Monday, November 14, 2016

easy gluten free pumpkin muffins...

These muffins are so easy they're embarrassing. 

You know what's not embarrassing? The fact that when I brought these pumpkin puppies to a family bbq, EVERY SINGLE PERSON THERE asked me how I made them because THEY WERE THAT GOOD. Then I was embarrassed again because I had to start by saying, "Well, you take one box of..." 
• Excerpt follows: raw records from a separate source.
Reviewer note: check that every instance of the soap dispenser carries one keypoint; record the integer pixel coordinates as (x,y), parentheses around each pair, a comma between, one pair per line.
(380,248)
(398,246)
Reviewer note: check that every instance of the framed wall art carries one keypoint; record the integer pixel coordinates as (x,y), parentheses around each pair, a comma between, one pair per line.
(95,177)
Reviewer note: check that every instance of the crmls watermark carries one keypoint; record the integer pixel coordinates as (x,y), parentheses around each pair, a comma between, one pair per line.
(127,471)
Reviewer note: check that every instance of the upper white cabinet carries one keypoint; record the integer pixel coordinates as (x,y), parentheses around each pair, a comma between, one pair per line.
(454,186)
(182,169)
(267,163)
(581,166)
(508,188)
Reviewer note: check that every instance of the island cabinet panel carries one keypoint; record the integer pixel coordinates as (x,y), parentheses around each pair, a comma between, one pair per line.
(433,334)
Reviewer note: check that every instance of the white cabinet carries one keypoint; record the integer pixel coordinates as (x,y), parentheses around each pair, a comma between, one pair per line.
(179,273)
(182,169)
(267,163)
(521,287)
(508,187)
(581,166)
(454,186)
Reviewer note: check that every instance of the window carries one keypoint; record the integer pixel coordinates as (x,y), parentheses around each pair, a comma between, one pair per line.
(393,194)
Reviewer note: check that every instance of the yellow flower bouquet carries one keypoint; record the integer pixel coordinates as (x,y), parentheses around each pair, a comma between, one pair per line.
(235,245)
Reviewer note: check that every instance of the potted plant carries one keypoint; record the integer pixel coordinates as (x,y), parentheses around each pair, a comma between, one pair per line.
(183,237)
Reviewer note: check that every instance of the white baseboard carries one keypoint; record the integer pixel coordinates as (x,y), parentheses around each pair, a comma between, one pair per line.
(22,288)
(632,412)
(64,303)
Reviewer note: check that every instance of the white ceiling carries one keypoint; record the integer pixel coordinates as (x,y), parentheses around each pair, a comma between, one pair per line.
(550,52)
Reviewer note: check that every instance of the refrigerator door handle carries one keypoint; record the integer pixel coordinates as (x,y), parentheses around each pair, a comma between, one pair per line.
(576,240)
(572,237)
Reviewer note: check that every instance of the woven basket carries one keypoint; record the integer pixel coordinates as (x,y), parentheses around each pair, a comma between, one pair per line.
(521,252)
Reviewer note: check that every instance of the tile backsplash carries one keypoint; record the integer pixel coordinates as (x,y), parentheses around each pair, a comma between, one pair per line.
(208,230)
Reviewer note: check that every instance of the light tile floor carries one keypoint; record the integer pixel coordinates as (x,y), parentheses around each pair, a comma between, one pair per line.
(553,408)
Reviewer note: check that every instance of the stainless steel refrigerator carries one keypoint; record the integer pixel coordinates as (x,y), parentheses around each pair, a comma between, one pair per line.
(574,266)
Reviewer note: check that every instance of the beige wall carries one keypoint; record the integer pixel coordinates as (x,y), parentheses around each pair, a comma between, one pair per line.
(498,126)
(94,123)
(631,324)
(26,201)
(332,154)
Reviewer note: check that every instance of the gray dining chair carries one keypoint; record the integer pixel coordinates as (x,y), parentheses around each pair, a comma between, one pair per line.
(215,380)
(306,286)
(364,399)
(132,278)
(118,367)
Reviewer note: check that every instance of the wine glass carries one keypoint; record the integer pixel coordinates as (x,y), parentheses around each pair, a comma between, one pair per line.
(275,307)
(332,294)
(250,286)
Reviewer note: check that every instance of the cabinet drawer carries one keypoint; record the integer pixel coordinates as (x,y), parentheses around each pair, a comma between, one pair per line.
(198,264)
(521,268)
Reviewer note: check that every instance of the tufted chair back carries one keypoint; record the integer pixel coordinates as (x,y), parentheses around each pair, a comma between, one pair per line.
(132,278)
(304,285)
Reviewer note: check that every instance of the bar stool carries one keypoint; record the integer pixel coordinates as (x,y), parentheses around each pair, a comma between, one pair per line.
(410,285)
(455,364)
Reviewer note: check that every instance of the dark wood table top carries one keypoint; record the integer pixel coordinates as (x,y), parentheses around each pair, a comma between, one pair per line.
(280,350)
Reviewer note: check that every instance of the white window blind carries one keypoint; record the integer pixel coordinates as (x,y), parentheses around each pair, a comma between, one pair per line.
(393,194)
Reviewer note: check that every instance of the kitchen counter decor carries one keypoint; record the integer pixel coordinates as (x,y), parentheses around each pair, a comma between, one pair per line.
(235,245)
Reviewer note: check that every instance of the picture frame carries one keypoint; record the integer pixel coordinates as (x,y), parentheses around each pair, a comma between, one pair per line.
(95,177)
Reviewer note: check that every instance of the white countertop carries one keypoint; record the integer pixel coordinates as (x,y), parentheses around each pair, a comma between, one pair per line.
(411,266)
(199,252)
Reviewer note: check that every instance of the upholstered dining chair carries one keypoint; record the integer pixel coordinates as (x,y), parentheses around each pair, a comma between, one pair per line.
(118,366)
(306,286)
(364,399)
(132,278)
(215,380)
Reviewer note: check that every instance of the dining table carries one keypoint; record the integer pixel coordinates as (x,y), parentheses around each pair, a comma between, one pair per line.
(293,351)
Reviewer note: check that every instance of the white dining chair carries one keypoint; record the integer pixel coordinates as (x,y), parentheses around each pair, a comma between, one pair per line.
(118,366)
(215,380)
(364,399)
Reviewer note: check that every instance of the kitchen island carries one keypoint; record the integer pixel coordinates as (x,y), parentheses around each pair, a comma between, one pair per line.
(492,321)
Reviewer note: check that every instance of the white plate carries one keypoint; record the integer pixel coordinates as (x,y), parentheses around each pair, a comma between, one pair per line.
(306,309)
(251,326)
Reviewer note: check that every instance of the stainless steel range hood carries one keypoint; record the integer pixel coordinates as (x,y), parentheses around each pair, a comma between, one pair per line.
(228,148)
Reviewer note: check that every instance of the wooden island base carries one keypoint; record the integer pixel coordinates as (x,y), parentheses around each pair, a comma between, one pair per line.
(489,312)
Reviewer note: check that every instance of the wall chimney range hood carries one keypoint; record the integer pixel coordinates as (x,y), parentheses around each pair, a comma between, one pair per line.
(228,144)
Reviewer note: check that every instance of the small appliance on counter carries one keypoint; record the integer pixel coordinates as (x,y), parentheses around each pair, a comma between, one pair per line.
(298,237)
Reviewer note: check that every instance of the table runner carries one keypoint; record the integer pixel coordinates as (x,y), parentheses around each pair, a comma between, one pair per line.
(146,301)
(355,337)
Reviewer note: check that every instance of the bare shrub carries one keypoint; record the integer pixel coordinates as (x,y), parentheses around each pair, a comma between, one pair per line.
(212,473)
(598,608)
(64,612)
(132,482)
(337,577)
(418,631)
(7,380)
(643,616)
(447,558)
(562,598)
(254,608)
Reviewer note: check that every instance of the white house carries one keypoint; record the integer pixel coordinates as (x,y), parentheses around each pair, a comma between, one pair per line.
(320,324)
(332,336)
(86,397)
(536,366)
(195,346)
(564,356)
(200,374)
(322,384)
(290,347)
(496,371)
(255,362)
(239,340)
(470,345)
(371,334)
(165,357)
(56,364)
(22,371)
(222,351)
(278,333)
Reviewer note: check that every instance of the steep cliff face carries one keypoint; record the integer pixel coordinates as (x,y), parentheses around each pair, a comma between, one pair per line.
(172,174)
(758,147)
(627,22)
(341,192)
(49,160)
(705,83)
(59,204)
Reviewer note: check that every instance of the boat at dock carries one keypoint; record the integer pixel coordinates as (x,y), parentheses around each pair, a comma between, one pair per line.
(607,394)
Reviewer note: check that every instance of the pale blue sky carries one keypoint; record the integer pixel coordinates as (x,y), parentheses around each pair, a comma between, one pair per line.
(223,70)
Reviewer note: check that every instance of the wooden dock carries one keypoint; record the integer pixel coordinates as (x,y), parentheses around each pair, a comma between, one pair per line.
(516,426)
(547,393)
See, everyone likes a good box mix every now and then. And when upped to the 100th degree with a jar of amazing, sweet and perfectly spiced pumpkin butter- you can't go wrong.

Makes 16 muffins
For printable recipe, click here

  • 1, 17.5oz box Trader Joe's gluten free pumpkin bread and muffin baking mix
  • 1, 10oz jar Trader Joe's pumpkin butter
  • 2 large eggs
  • 1 cup water

1. Preheat oven to 400°F and line 16 muffin cups with liners. Set aside. 

2. Dump mix into a large bowl, add remaining ingredients and stir until completely combined. 

3. Spoon into your muffin liners and bake in the center of your oven for 20-22 minutes or until a toothpick inserted in the center comes out with crumbs. 

4. Allow to cool 10 minutes before moving out of tins. 

I topped my muffins with Swedish Sugar Pearls because obviously I wasn't going for a sugarless dessert here. Feel free to omit them!